Und die Natur? Wenn auf Grund von Bewegungen in der Erdkruste ein gewaltige Flutwelle entsteht, die auf das Land trifft und zu Zerstörung und Tod führt, wenn Epidemien ausbrechen, so sind das keine Strafen Gottes, sondern Folgen davon, dass die Welt so ist, wie sie ist. Wäre sie nicht so, gäbe es hier nicht das Leben, das wir leben dürfen.

Vielleicht hat Gott auch zum Tod ein völlig anderes Verhältnis hat als wir Menschen?  Ich weiß nicht, welches. Aber wären wir sicher, dass es ein Leben nach dem Tode gibt, wäre auch unser Verhältnis zum Tod ein anderes.

Doch woran zeigt sich Gottes Liebe zu den Menschen dann? Kommt von ihm vor allem keine Hilfe in der Not? Bonnhöfer sagt in seinem Glaubensbekenntnis:

Ich glaube, dass Gott auf aufrichtige Gebete und verantwortliche Taten wartet und antwortet. Ich glaube, dass Gott aus allem, auch aus dem Bösestem, Gutes entstehen lassen kann. Dafür braucht er Menschen, die sich alle Dinge zum Besten dienen lassen.

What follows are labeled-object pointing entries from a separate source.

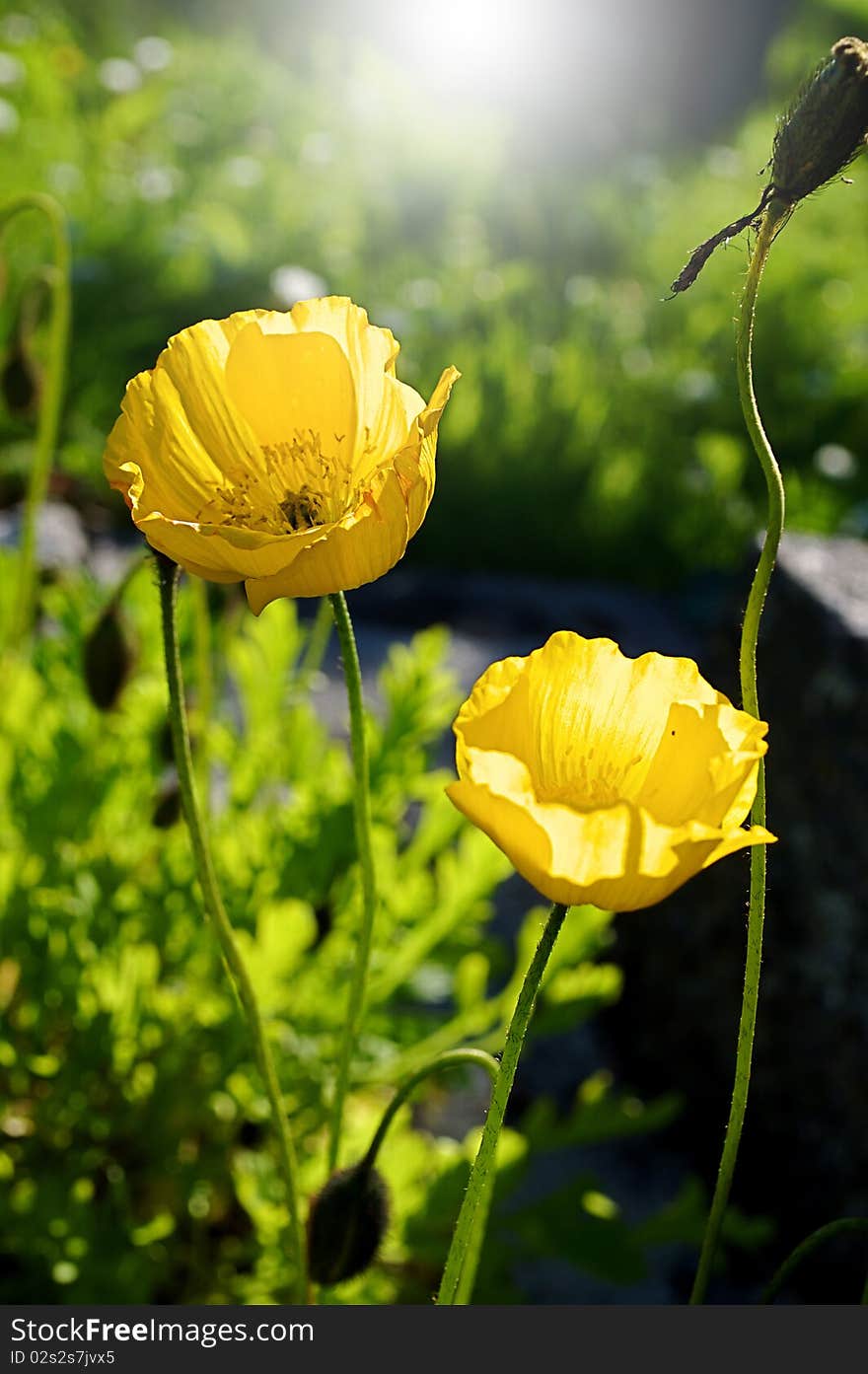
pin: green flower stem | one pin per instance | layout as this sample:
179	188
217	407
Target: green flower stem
316	646
203	681
826	1233
217	915
444	1061
361	808
772	221
49	408
466	1247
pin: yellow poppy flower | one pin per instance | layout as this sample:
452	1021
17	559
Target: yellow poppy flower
603	778
279	450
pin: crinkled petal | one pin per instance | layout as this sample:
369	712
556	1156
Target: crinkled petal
703	765
291	387
616	857
599	716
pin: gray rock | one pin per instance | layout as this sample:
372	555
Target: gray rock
60	539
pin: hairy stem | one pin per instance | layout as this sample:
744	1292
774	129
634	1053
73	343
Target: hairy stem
459	1274
213	904
444	1061
361	810
770	223
826	1233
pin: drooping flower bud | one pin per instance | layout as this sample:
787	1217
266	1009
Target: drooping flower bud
826	126
108	657
347	1222
819	136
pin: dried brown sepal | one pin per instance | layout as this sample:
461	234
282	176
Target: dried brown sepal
826	126
700	254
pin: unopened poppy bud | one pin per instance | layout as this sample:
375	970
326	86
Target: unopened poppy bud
347	1222
108	657
826	126
168	805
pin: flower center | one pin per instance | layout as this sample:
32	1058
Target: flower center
300	488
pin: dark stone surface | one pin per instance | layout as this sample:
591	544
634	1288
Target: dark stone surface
805	1146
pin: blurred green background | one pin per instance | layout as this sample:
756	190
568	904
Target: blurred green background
511	187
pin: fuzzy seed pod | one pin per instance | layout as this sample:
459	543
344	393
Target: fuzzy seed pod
347	1222
826	128
108	657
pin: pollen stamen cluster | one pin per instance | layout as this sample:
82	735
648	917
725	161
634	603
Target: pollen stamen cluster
298	488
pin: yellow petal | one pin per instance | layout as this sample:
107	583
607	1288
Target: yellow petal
291	387
598	779
703	765
618	857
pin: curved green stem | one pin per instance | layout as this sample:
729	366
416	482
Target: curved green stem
361	810
217	915
770	224
203	682
49	408
826	1233
316	646
466	1247
444	1061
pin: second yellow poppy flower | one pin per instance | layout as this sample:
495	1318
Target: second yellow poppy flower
279	450
603	778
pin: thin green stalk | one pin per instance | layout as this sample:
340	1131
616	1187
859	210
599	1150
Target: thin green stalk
49	408
444	1061
316	646
361	808
205	684
826	1233
466	1247
770	223
217	915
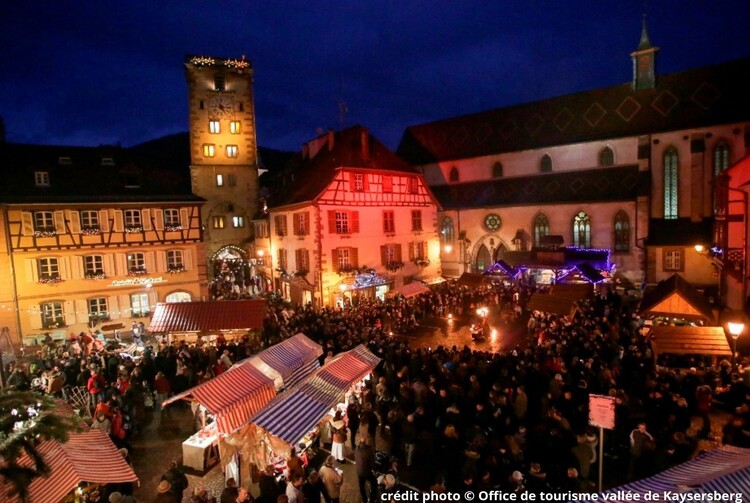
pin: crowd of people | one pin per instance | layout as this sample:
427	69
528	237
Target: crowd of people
515	421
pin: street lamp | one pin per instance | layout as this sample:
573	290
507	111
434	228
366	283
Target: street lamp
735	330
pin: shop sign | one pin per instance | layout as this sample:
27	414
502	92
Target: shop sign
137	281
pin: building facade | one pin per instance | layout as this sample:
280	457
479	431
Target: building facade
630	169
352	220
223	156
93	237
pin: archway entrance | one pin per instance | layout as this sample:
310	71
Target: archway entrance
234	277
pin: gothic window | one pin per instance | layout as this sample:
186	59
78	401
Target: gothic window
453	176
671	162
622	232
606	157
546	164
541	229
582	230
446	232
497	170
721	157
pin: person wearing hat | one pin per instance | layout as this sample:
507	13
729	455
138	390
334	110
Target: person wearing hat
164	493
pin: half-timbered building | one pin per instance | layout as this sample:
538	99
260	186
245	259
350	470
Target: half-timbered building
93	237
352	220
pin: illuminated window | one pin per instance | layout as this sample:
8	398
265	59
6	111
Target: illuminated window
89	219
52	314
136	262
98	309
389	222
545	165
622	232
175	261
446	232
139	306
453	175
41	178
416	220
541	229
497	170
49	268
673	260
671	162
44	221
582	230
721	157
172	217
93	265
606	157
132	218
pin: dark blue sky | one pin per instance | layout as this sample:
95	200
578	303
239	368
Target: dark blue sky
86	73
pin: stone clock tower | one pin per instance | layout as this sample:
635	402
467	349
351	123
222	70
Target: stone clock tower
223	153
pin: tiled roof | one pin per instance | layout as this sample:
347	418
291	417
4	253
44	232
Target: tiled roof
679	232
623	183
704	96
226	315
310	176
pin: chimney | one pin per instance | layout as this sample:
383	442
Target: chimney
365	143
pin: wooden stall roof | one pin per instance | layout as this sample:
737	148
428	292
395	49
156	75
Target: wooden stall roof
575	291
208	317
551	303
688	340
676	298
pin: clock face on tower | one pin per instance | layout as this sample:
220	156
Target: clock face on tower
221	106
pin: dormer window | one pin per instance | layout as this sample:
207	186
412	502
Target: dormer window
41	178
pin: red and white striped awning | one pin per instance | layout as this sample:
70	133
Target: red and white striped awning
89	456
233	396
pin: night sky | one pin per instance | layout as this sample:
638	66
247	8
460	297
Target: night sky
107	72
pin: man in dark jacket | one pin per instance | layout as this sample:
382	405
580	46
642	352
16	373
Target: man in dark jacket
364	457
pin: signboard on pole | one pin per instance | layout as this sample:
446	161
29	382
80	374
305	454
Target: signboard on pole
602	411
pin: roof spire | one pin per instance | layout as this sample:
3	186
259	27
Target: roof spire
645	43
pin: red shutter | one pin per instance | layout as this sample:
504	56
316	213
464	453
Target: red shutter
353	257
331	222
354	215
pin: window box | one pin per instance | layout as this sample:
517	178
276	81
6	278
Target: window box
175	268
133	229
91	230
50	280
45	232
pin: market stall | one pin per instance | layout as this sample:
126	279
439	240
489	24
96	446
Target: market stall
293	417
289	361
192	320
88	459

Dies entspricht meiner Überzeugung. Gott kommt nicht mit den Himmlischen Heerscharen und beseitigt alles, was wir für übel halten. Wer ihm vorhält, dass er das Unglück in der Welt nicht verhindere, verhält sich wie diejenigen, die Jesus am Kreuz zuriefen: Wenn du Gottes Sohn bist, warum hilft er Dir dann nicht, warum steigst Du nicht einfach herab?

Gottes Hilfe sieht anders aus. Er gibt uns Widerstandskraft. Er schenkt uns Ideen, Fantasie, eine neue Sicht der Verhältnisse, ändert unsere Blickrichtung, er führt uns mit anderen, mit Gleichgesinnten zusammen, eröffnet neue Wege.

Das alles sage ich vor allem auch aus der Erfahrung meines Lebens, aus einer Vielzahl großer und kleiner Erlebnisse. Es ist für mich wahr, dass mir Gott in ungezählten Fällen in schwierigen Situationen neue Wege eröffnet hat. Da habe ich mich nicht selbst wie weiland der Baron v.Münchhausen am eigenen Schopf aus dem Sumpf gezogen, sondern da kam Hilfe von außen. Ich jedenfalls sehe das so.

Auch der Leichtmatrose Kim Malthe Bruun, von dem Stefanie Hempel Aschermittwoch berichtet hat, wird ähnliche Erfahrungen gemacht haben und viele von Ihnen hier auch.

Ich empfinde meinen Kinderglauben als eine besondere Gnade Gottes. Sie veranlasst mich, den Acker zu bestellen, den er mir zugeteilt hat, d.h. dass ich meine Möglichkeiten und meine Kraft nutze nicht nur für mich, sondern möglichst auch für meinen Nächsten. Dass mir das häufig nicht gelingt, weiß ich wohl.

Da hilft mir das Schlusswort:

Der Friede Gottes, welche höher ist als all unsere Vernunft,

bewahre eure Herzen und Sinne in Christo Jesu.